Koniec z bezrobotnymi dla ubezpieczenia?
Według danych Urzędów Pracy, aż 30% zarejestrowanych bezrobotnych, to osoby, które nie szukają tak naprawdę pracy i nie chcą podnosić swoich kwalifikacji, a status bezrobotnego wykorzystują jedynie do tego, by mieć bezpłatną opiekę medyczną. Takie unikanie zatrudnienia i bycie zarejestrowanym jedynie dla ubezpieczenia poważnie obciąża budżet. Z drugiej strony, dla wielu osób (np. samotnym matek) to jedyny sposób na to, by mieć opiekę zdrowotną dla siebie i dziecka.

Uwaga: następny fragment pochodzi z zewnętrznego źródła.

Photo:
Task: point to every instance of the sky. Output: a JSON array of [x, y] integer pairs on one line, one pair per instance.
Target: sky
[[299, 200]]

Teoretycznie istnieje zabezpieczenie przed unikającymi pracy – polega ono na tym, że bezrobotny, który odmówi przyjęcia pracy, przez określony czas (120 – 270 dni) nie może się ponownie zarejestrować ( pozbawiony jest wtedy świadczeń medycznych). Może jednak wyrejestrować się sam, a następnie prawie od razu, ponownie się zarejestrować. Tą metodę stosuje coraz więcej osób. Jak podaje Rzeczpospolita, rekordziści rejestrują się po kilkanaście razy. Duży odsetek takich osób, stanowią matki z małymi dziećmi, które może nawet byłyby chętne do pracy, gdyby nie to, że nie mają z kim zostawić dziecka (a koszt zatrudnienia opiekunki nie rzadko jest wyższy lub porównywalny z otrzymywaną pensją). W takiej sytuacji trudno mówić o wyłudzaniu ubezpieczenia – jest to bardziej sposób na radzenie sobie i dbanie o bezpieczeństwo dziecka.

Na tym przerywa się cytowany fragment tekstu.